I did replace other items and I am surprised at how much better it does print. The most surprising is the extruder motor. In trying to trouble shoot my extruder problems, I ordered some stepper motors but in my haste, I ordered the wrong type. Instead of a 42-40 style, I had ordered a 42-23 which is smaller and lighter stepper but still has the same mounting and shaft as the 42-40. I thought I would give it a shot due to being lighter on the Z axis. So far so good. I also purchased an all metal extruder. It also appears to be performing well.

Now on to repairing my Sunhokey Prusa I3 that I tried to set aflame!


ya the hotends vary for sure. I upgraded the PTFE on the Ender 3 and the way it went into that hotend it was compressed between the heatblock and a spacer placed below the PTFE fitting. This prevents the fitting from being a problem and lets you remove the bowden tube from the fitting without opening up your hotend.

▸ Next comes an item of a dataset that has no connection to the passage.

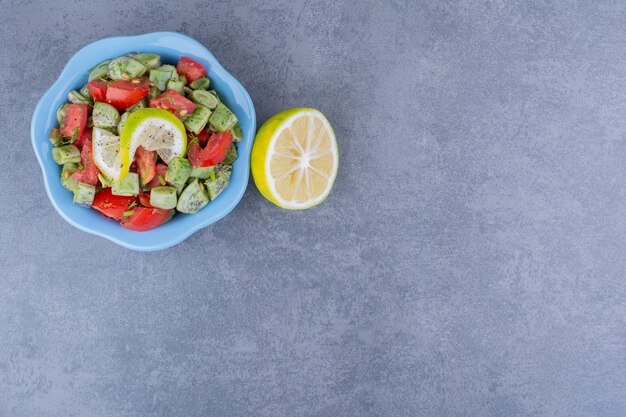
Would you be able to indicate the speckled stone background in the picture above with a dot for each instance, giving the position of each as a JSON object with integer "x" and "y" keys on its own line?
{"x": 470, "y": 260}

I once had a guy in Germany custom make a hotend for my MiniKossel where the PTFE tube went down to the top of the heat break. The idea was it was not going be subject to heat creap into the cold end but was still in the cold end so was able to handle higher temperatures. Worked really well but I’ve not seen anyone do something similar as they usually put it further back in the cold end.

Cool that you found your problem.


The newest fad is a bi-metal heat break. Not sure if it is better or just snake oil!